Historic Delhi Gurudwara gets an iconic doorway
Delhi-based architects create a philosophical and metaphorical gateway for the historic Gurudwara Bangla Sahib
The Gurudwara Bangla Sahib in Delhi and its Sarovar (a pool inside the complex) are revered by the city’s Sikh community. This place of worship is known for its association with the eighth Sikh Guru, Guru Har Kishan, who stayed here during his Delhi stay in 1664.
Designnotion’s recent renovation and redevelopment of the Complex evokes the spiritual philosophy of the Sikh people. Miri and Piri create arches above the grilled gates welcoming devotees while a Khanda rises above the two.
Architects Rishikesh Lokhande and Prakash Majaria, Designnotion, said, “The Gurudwara Committee required us to renovate and redevelop three entry points to the premises: Baba Kharak Singh Marg, Bangla Lane and the Ashoka Road entry, the Jodaghar (shoe keeping area) plus the renovation of the Prasad Ghar and the present canopies.”
The brief given to the duo for the Ashoka Road entrance was very simple: develop a modern abstract interpretation of the Sikh Community keeping in mind the history of the place.
Lokhande and Majaria have architecturally expressed Sikh philosophy. Thus, the arches are ‘Miri’ (worldly power) and ‘Piri’ (spiritual power) and rising above them is a pole bearing the Khanda, or the Supreme Power that is above all.
A small space for the Sevadar (guards) has also been provided, merging with the structure.
The architects wanted to create an ‘iconic structure’ that maintained religious sanctity while yet being evocative and relevant. Lokhande and Marjaria said, “Today, the idea has been adapted for the Kartarpur corridor passenger terminal building.”
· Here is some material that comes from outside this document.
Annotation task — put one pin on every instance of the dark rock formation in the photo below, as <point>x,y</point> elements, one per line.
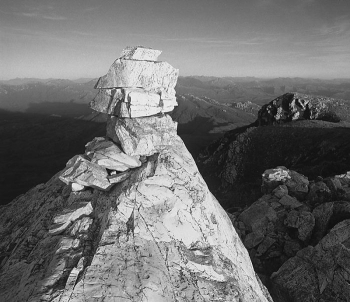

- The arch was made with 11 tonne of steel and 72 cum of concrete. The structure was then cladded with pure white Makrana stones and brass works which are the basic materials inside the Gurudwara Complex. Craftsmen from makrana were roped in to clad the structures in the most conventional way.
- Rupee Coin joinery was used to bind stone pieces together.
- Makrana powder was used as a binder to keep the stones in place and maintain whiteness of the material. Traditional stone inlay pattern and carving create the decorative elements.